Zukunft der internationalen Strafgerichtsbarkeit
Kampala wird auch der Schauplatz sein für eine Diskussion über die
Zukunft der internationalen Strafjustiz - das wohl revolutionärste 
Projekt der jüngeren Vergangenheit im Bereich des Völkerrechts. Die 
internationalen Tribunale für das ehemalige Jugoslawien, Ruanda, 
Sierra Leone und Kambodscha werden ihre Arbeiten bald abschliessen, 
voraussichtlich mit gemischten Bilanzen. Eine der Hauptüberlegungen 
bei der Schaffung des ICC war gerade auch, dass er als permanenter 
Gerichtshof die Schaffung solcher Ad-hoc-Einrichtungen unnötig machen
würde.

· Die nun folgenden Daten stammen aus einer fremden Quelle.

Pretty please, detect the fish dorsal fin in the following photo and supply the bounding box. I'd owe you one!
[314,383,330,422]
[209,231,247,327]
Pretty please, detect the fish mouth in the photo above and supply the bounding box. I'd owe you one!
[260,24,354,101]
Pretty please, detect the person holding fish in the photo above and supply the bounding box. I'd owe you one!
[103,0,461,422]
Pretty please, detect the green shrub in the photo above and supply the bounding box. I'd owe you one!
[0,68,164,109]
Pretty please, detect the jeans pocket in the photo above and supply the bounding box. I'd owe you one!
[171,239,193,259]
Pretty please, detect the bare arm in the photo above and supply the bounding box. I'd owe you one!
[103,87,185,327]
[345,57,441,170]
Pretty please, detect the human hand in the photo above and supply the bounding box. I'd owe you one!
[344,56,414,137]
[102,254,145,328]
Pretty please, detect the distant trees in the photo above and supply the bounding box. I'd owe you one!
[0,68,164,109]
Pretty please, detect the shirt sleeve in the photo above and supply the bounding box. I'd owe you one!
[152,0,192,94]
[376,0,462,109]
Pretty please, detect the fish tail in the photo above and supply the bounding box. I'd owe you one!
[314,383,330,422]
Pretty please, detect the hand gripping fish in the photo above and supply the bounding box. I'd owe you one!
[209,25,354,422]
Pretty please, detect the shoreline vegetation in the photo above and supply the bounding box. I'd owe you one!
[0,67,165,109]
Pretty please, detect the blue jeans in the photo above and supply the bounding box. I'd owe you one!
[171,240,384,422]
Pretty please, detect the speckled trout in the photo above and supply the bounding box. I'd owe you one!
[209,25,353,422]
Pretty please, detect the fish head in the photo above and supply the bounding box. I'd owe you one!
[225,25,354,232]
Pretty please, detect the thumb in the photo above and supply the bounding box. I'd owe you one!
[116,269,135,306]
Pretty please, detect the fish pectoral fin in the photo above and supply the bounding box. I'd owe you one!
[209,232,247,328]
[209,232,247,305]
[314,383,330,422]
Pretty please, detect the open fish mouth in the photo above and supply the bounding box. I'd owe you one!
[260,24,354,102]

Das Römer Statut hat aber weiterhin keine universelle 
Anwendbarkeit: Wohl haben inzwischen 111 Staaten das Römer Statut 
akzeptiert - weit mehr als für diesen Zeitpunkt prognostiziert worden
war, aber gleichzeitig fallen gravierende Geschehnisse der jüngeren 
Vergangenheit wie etwa jene in Sri Lanka und im Gaza-Streifen nicht 
in den Tätigkeitsbereich des ICC.
Die universelle Zuständigkeit des ICC bleibt ein Fernziel - nicht 
unmöglich, aber in jedem Fall lange Jahre entfernt, denn gerade 
einige mächtige Staaten werden dem ICC noch einige Jahre fernbleiben.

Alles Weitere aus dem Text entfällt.